As many of you are aware, we recently introduced the qEV100 in the 20 nm series – an exciting addition to our qEV column range. During the development of this column, we took the opportunity to put on our ‘continuous improvement’ hats and make a few little tweaks to the qEV100 more generally. This included improving one of the frits and dialling in on which fractions are likely to contain the greatest yield and purity of EVs. During these investigations with human plasma, we discovered that EV purity and yield could be improved by switching to a smaller fraction volume (25 mL, rather than 50 mL) and reducing the purified collection volume (PCV). We also tried a range of sample loading volumes and found that whilst loading 100 mL of sample does give the best yield and purity, volumes down to 25 mL can be used on the column (Figure 1).
Figure 1: Optimisation of sample loading volume for the qEV100 / 20 nm column. Either 25, 50 or 100 mL of human plasma was run through the qEV100 20 nm series column. EVs and other similarly sized particles were quantified using the Exoid. Protein concentration was analysed using a bicinchoninic acid (BCA) assay. Statistical analysis was performed using the Kruskal-Wallis test with Dunn’s post-hoc test. n = 3-4. Graphs show mean ± standard error.
The next question was whether these changes would also improve the performance of the qEV100 / 35 nm and the qEV100 / 70 nm. The results were consistent with the 20 nm development findings; all qEV100 resin series (the 20, 35 and 70 nm series) showed this improved EV yield and purity with a 25 mL fraction volume (Figure 2).
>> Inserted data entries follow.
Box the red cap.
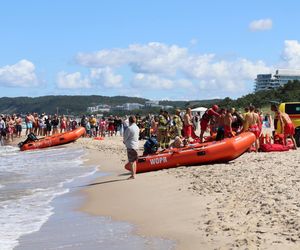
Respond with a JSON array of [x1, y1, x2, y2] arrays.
[[212, 104, 219, 111]]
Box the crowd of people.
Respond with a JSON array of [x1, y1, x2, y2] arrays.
[[0, 105, 293, 151]]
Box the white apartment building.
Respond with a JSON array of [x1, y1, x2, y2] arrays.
[[255, 69, 300, 92]]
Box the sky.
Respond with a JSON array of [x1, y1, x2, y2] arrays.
[[0, 0, 300, 100]]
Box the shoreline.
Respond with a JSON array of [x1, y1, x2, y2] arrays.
[[78, 137, 300, 250], [5, 132, 300, 250]]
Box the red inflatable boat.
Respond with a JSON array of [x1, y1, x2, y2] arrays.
[[19, 127, 85, 151], [125, 132, 255, 173]]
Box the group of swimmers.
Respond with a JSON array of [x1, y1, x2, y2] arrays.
[[0, 102, 296, 151], [151, 105, 296, 152]]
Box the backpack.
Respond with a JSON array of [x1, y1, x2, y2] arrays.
[[144, 137, 158, 155]]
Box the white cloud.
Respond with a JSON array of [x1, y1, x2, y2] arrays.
[[0, 59, 38, 87], [132, 73, 174, 89], [91, 67, 123, 88], [57, 71, 91, 89], [282, 40, 300, 69], [73, 42, 272, 97], [249, 18, 273, 31]]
Figure 2: The concentration and purity of extracellular vesicles isolated from human plasma using the qEV100 in the 20 nm, 35 nm Gen 2, and 70 nm Gen 2 series. The (A) concentration of EVs and (B) purity of EVs in the 125 mL or 250 mL purified collection volume of samples isolated from four different volumes of human plasma using the qEV100 in the 20 nm, 35 nm Gen 2, or 70 nm Gen 2 series. EV concentration was determined using the Exoid and protein concentration was determined using a BCA assay. * p<0.05, **p<0.01
Subsequently, we have revised the qEV100 protocol to apply these optimised recommended buffer volume (BV) and PCV values for the qEV100 in the 20 nm, 35 nm and 70 nm series (Table 1). The user manual has been updated to reflect this change.
Table 1: Previous and revised recommended values for each qEV100 resin series
It is important to note that these values are recommendations only and were determined using human plasma samples, which is the standard sample type used to optimise all of our columns. Finding the PCV containing the best balance between EV yield and purity will depend not only on your sample type, but also your preferences. Therefore, we strongly recommend that you establish an elution profile with your sample, and then optimise your own BV and PCV.
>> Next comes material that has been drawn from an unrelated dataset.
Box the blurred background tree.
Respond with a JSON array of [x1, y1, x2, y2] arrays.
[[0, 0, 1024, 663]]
The elution profile employing the revised protocol can be seen in Figure 3.
Figure 3: Elution profiles of qEV100 columns (20 nm, 35 nm Gen 2, and 70 nm Gen 2) with 100 mL of human plasma loaded. Particle concentration was measured using the Exoid, and protein concentration was measured using a bicinchoninic acid (BCA) assay. Particle concentration is expressed as the mean ± standard error, while the percentage of protein recovered is depicted using the mean value. n=3 for each column series. BV = Buffer Volume. PCV = Purified Collection Volume.
Please also consider that, by virtue of being bigger, the qEV100 is likely to be more affected by sample-dependent properties, such as EV and protein load, than smaller volume qEV columns. As a result, and as shown in-house, the optimal loading volume for your sample may be less than 100 mL. It is advised to test various sample loading volumes to establish when the relationship between the input volume and the output EV concentration is no longer linear. After this point, the column will be overloaded and there will be a diminishing return of EVs and decreased isolate purity.